Viability of a COVID hoax with different classes of conspirator.

B. Viability of COVID-19 a pretext for a mass vaccination programme conspiratorial narrative

Were COVID a scam or false justification for a vaccine, then either (a) drug companies alone or (b) drug companies and researchers would have to be complicit in the deception. The likelihood of these scenarios enduring are shown in Fig 4.

Fig 4. Viability of COVID vaccine plot narratives.

Fig 4

Viability of a COVID hoax with different classes of conspirator.

C. Viability of a 5G Electromagnetic radiation-COVID link cover-up conspiratorial narrative

At the very least, a 5G link with COVID would require the complicity of the telecom industry, and potentially the addition of public health bodies, drug companies, and researchers too in a “grand conspiracy”. These scenarios are shown in Fig 5.

Fig 5. Viability of COVID-5G cover-up narratives.

Fig 5

Viability of a COVID-5G cover-up with different classes of conspirator.

Time to exposure of hypothetical COVID conspiracies

By manipulating Eqs 13, we can estimate to the nearest week how long it takes any hypothetical COVID conspiracy to have a given probability of exposure under different assumptions. This information is given in Table 3.

Table 3. Chances of exposure with time for different COVID conspiracies.

Conspirators L ≥ 50% L ≥ 75% L ≥ 95%
Public health bodies only 171 weeks 342 weeks 740 weeks
Public health bodies / Researchers 50 weeks 71 weeks 97 weeks
Drug companies 11 weeks 21 weeks 45 weeks
Drug companies / Public Health bodies 10 weeks 20 weeks 43 weeks
Drug companies / Public Health bodies / Researchers 10 weeks 20 weeks 40 weeks
Telecoms companies 5 weeks 10 weeks 20 weeks
Grand conspiracy 4 weeks 7 weeks 14 weeks

Discussion

As far back as 1517, the infamous Italian political philosopher Machiavelli advised leaders against engaging in conspiracy, observing that ‘many [conspiracies] have been revealed and crushed in their very beginning, and that if one has been kept secret among many men for a long time, it is held to be a miraculous thing’. Two centuries on, Benjamin Franklin observed pithily that ‘Three may keep a secret, if two of them are dead’ [45]. The results of this analysis give quantitative support to these assertions, and that depicted in Figs 35 inclusive demonstrate that even under circumstances most conducive to a hypothetical conspiracy, the long-term sustainability of these ostensible manipulations would tend to untenable.
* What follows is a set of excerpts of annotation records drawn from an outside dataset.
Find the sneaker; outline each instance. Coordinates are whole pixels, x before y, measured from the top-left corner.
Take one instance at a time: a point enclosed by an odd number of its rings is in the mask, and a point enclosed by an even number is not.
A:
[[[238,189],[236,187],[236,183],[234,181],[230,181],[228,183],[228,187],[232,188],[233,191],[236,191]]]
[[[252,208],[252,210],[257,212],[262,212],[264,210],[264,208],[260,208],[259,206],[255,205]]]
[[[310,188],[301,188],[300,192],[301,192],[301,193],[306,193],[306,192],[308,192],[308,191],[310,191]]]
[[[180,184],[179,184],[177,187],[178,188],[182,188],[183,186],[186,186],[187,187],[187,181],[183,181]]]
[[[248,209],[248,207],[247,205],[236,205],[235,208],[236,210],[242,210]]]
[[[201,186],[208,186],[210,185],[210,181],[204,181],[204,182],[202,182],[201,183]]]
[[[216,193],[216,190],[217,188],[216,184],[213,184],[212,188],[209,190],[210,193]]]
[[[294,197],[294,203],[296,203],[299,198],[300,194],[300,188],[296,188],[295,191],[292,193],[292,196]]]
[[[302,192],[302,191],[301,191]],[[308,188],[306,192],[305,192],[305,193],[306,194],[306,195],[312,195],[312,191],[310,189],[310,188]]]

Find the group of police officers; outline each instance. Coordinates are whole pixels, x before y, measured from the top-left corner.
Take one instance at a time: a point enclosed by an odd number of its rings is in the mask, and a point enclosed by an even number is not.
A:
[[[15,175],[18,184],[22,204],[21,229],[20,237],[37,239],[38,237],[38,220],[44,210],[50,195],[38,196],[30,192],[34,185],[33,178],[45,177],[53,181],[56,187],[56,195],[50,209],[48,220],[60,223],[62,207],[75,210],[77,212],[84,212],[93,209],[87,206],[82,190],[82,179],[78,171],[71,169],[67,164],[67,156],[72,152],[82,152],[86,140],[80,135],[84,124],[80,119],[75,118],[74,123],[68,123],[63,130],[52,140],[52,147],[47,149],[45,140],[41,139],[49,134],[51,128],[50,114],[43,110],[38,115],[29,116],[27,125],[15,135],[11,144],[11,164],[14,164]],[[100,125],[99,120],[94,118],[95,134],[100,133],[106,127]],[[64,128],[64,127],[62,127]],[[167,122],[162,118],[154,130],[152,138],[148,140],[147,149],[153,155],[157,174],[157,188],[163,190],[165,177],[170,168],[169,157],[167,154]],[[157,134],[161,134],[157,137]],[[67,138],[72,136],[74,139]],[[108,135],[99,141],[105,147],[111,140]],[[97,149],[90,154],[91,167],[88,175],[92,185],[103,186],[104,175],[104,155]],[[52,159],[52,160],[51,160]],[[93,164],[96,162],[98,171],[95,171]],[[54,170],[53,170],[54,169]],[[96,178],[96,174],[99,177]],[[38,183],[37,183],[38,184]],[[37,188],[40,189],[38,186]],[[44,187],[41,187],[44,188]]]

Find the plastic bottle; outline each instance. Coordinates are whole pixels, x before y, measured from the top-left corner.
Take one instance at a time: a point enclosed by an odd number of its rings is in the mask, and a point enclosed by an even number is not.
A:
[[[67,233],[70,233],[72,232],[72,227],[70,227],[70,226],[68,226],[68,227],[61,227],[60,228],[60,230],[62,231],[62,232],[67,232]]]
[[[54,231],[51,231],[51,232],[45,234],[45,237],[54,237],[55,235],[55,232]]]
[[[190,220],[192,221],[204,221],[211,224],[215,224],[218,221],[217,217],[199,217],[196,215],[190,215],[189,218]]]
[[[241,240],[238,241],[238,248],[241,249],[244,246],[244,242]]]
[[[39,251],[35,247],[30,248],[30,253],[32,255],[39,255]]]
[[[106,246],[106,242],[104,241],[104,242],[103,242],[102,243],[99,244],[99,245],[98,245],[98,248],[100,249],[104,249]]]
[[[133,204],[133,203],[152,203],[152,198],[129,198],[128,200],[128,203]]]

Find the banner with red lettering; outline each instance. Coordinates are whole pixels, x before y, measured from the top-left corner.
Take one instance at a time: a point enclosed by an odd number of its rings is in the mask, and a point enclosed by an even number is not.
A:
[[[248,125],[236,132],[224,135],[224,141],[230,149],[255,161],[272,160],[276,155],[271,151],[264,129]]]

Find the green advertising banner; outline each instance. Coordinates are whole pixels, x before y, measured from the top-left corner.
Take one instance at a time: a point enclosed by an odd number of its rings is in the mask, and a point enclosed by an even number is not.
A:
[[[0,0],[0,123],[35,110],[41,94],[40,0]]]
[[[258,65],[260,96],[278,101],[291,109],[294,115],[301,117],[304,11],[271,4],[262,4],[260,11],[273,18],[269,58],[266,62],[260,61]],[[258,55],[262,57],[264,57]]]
If we were to take the smallest possible cohort, Public health bodies, then Table 3 suggests it might take over 3 years before the chances of the conspiracy being detected exceed 50%. Yet the simple and undeniable inclusion of researchers markedly decreases this time to under a year. When we consider that drug companies too are directly involved in COVID research efforts, then even only considering a selection of the actors involved drives the time to ≥ 50% exposure risk to a mere 10 weeks. The sheer size of just the largest telecoms companies also makes 5G-COVID narratives unviable—even if only the Telecoms companies were complicit, such a narrative would be more likely than not to fall apart by 5 weeks. If, as is more likely, all these parties would be required to sustain a fiction, the time to likely detection would decrease to under a month.

Even under ideal circumstances for conspirators, our Devil’s advocate approach does not seem to support the hyperbolic claims frequently shared online about COVID. It is also worth emphasising that parameter estimates used in this work were deliberately selected to be maximally conducive to conspirators. The value of p in particular, the intrinsic failure rate per conspirator per unit time, was the lowest realistic value achievable. In previous work, the highest values for p were approximately two orders of magnitude above this [42]. The number of actors included in Table 2 represent an incredibly conservative estimate too, and a more comprehensive quantification would unavoidably drive up the failure rate for all COVID conspiracies.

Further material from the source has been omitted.